Faulkner: No, but they had already cast the actor, and they were shot before I got back to the film. They started immediately after I was there for three days, and in that four-day hiatus they had already shot those scenes. . . .

I said, “I think there is a disconnect between Saul and Paul,” when I first saw it. The scenes of the Greek actor were longer, he suffered a bit in the cut, and that’s partly my fault, because I felt there was a disconnect, and I said, “Stay with the movement, stay with the light, stay with all of those things, but you need to hear my voice over the top as if it’s my memory, or else it’s confusing to the audience.” Not everybody, Peter, is familiar with the Damascene moment and the fact that Saul becomes Paul.

So those scenes were going to have more dialogue and the sound that was recorded when they shot it originally?

Faulkner: Yeah, there was a great deal more dialogue from Saul himself. But as I pointed out to the filmmakers, “Thing is, given the amount of work that Paul did on his travels, I am unclear that he would have had enough time to visit a dialogue coach.” [Karamihos] has a Greek accent and I don’t. It’s not about an individual here. At the end of the day, you’re making a movie — you’re making a movie for an audience, and hopefully for a mass audience — and you mustn’t confuse them. Why mass entertainment works is because it’s emotional, and it behooves you as a filmmaker, or a participant in an exercise such as this, not to get in the way of the storytelling. That’s all. That’s all it is. And I’ve suffered in the past, and usually I understand why I’ve had to lose a scene.

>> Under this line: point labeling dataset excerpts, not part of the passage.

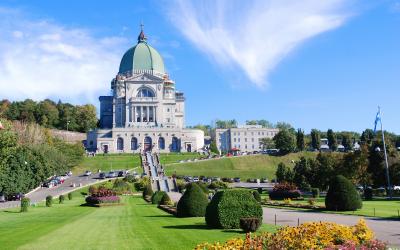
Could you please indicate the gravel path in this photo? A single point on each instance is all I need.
(386, 230)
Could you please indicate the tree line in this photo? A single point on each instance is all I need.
(47, 113)
(29, 155)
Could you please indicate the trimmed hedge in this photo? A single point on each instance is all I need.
(256, 195)
(25, 203)
(49, 201)
(166, 200)
(61, 199)
(342, 195)
(157, 196)
(148, 190)
(193, 202)
(250, 224)
(227, 207)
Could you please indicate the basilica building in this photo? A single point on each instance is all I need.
(145, 111)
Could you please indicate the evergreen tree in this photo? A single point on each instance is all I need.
(300, 140)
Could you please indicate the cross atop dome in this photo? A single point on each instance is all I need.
(142, 37)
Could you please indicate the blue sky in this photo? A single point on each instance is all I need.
(321, 64)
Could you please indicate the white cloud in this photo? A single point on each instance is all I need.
(41, 59)
(254, 35)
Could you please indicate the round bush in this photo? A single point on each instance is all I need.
(342, 195)
(256, 195)
(229, 206)
(165, 200)
(157, 196)
(147, 191)
(250, 224)
(49, 201)
(25, 203)
(315, 192)
(368, 193)
(193, 202)
(61, 199)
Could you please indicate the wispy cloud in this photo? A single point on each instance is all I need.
(255, 35)
(41, 59)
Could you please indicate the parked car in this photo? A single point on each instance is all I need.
(87, 173)
(121, 173)
(15, 197)
(111, 174)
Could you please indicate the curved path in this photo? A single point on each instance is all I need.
(385, 230)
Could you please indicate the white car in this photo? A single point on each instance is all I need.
(87, 173)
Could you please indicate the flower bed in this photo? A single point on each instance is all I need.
(311, 235)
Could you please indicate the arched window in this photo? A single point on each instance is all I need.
(175, 146)
(145, 92)
(161, 143)
(134, 145)
(120, 144)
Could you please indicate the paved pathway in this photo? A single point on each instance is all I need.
(41, 193)
(386, 230)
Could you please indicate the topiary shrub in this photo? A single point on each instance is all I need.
(193, 202)
(165, 200)
(147, 191)
(157, 196)
(229, 206)
(368, 194)
(256, 195)
(250, 224)
(49, 201)
(315, 192)
(342, 195)
(25, 203)
(61, 199)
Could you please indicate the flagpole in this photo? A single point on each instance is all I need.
(386, 162)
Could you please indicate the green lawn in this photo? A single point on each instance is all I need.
(383, 208)
(124, 161)
(136, 225)
(253, 166)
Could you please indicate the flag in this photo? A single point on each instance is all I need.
(377, 118)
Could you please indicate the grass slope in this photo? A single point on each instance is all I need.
(252, 166)
(137, 225)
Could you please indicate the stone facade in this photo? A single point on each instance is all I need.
(245, 138)
(145, 111)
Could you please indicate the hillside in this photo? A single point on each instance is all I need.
(253, 166)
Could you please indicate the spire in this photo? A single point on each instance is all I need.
(142, 37)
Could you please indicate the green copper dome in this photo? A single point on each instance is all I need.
(142, 57)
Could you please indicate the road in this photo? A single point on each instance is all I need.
(385, 230)
(41, 193)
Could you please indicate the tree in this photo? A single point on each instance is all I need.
(315, 139)
(285, 141)
(284, 173)
(300, 140)
(267, 143)
(214, 148)
(332, 142)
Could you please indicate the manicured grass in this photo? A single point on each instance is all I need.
(252, 166)
(383, 208)
(124, 161)
(136, 225)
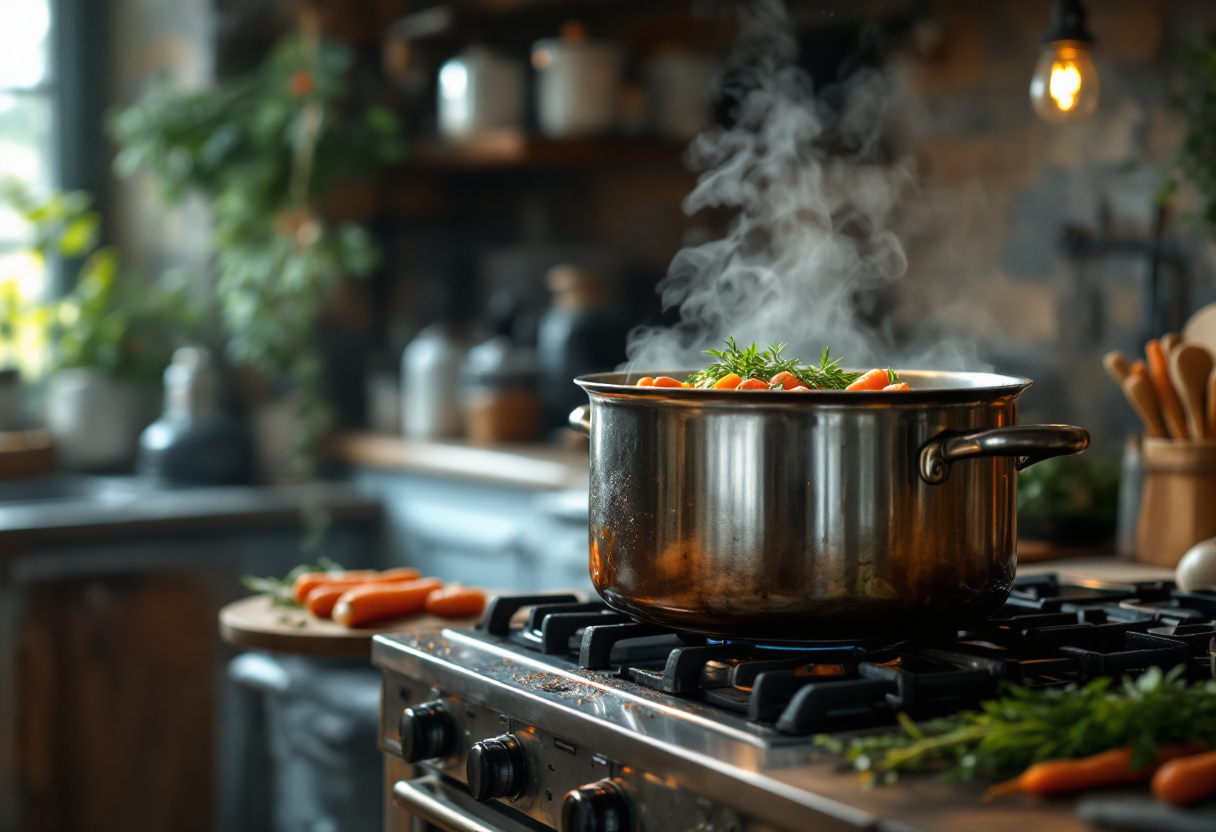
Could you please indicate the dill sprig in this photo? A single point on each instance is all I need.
(764, 364)
(1028, 726)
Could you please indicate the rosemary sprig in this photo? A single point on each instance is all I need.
(1026, 726)
(280, 589)
(764, 364)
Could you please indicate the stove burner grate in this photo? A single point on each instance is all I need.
(1048, 634)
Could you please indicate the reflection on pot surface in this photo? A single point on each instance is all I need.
(758, 515)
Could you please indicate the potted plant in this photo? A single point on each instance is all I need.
(102, 346)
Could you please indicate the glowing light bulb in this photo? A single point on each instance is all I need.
(1064, 86)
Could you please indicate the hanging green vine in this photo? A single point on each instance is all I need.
(265, 150)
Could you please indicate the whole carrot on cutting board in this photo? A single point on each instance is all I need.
(310, 580)
(456, 601)
(1104, 769)
(376, 602)
(1171, 409)
(1186, 780)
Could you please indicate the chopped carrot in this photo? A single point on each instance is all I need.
(456, 601)
(874, 380)
(320, 601)
(1109, 768)
(310, 580)
(787, 380)
(1186, 780)
(376, 602)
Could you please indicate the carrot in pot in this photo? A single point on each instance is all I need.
(1108, 768)
(376, 602)
(456, 601)
(787, 380)
(1186, 780)
(874, 380)
(310, 580)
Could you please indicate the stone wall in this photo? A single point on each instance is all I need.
(1002, 186)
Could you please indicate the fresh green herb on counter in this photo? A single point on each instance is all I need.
(1028, 726)
(280, 589)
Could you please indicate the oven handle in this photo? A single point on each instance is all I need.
(424, 798)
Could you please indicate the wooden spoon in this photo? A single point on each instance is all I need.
(1191, 365)
(1140, 393)
(1211, 405)
(1116, 365)
(1166, 397)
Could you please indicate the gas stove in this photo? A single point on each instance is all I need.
(557, 713)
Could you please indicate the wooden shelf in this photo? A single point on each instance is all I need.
(510, 150)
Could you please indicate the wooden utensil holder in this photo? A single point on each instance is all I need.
(1178, 502)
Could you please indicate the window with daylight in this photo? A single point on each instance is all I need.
(27, 91)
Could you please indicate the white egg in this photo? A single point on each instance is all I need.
(1197, 569)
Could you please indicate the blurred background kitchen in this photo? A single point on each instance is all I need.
(287, 280)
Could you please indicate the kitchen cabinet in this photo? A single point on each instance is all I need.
(512, 517)
(116, 712)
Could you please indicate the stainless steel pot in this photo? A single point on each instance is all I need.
(821, 515)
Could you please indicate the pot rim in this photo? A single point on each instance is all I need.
(961, 387)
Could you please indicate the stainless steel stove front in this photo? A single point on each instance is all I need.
(546, 736)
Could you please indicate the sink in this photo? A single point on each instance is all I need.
(68, 487)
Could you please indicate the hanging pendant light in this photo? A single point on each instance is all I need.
(1065, 86)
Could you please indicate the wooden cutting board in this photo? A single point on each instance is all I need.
(258, 624)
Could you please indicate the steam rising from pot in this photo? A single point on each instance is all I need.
(811, 256)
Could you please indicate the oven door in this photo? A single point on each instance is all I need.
(438, 805)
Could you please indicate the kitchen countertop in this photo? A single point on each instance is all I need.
(125, 506)
(544, 467)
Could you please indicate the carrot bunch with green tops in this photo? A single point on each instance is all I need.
(1057, 741)
(754, 369)
(358, 597)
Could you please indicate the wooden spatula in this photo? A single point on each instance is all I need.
(1166, 397)
(1140, 393)
(1191, 365)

I thought it held together. Certainly by the ending, I was surprised by how moved I was at the ending, where — spoiler alert — your character essentially sees the people that he persecuted, and of course, those characters are characters that the other actor would have encountered, but the movie does hold together so that when you see those characters in the very last scene, you get the full emotional impact of that.

Faulkner: There’s a moment in the cell where Paul says — you’re not quite sure what he’s on about — “I’m haunted by these people and I don’t know who they are, I don’t know where they are.” And he doesn’t know what it is. And then he’s confronted with them, and they forgive him, and it’s a much longer scene than is in the film, I must tell you, and I was utterly destroyed by it. I stood there and wept, crying my eyes out, while those wonderful extras held me. And we couldn’t put it in the film! It was too much of it! We were completely destroyed. We all knew what that extraordinary moment of redemption was, and it’s just lightly touched upon [in the film], but it was a deeply, deeply moving day.

Wow, because I thought that scene was very moving as it is in the film.

Faulkner: Yeah, well, the full-length version, you’d be on the floor. You’d be on your third box of Kleenex. It was extraordinary. It’s not often I cry on the set, I have to tell you. I wept buckets.

Was that planned, or did it just catch you by surprise?

Faulkner: No! It just happened. And the wonderful thing about shooting on Malta is that there are 365 churches on that tiny rock, it’s quite a devout island, Malta. They know the stories, they know it. And they knew exactly what it represented.

And Malta of course is actually mentioned in the Bible. It’s where Paul had one of his shipwrecks.

Faulkner: Indeed! And where he was bitten by the serpent. We couldn’t do that, but I want you to know, I insisted on two puncture marks on my hand in make-up.

Oh really?

Faulkner: Yeah.

I certainly didn’t notice it on screen, but that’s fascinating.

Faulkner: No, but it’s there!

Right hand or left hand?

Faulkner: I think we put it on the right hand. There are a number of images of Paul casting the serpent from him into the fire, and whichever hand he uses, we put the puncture marks there on the back of the hand.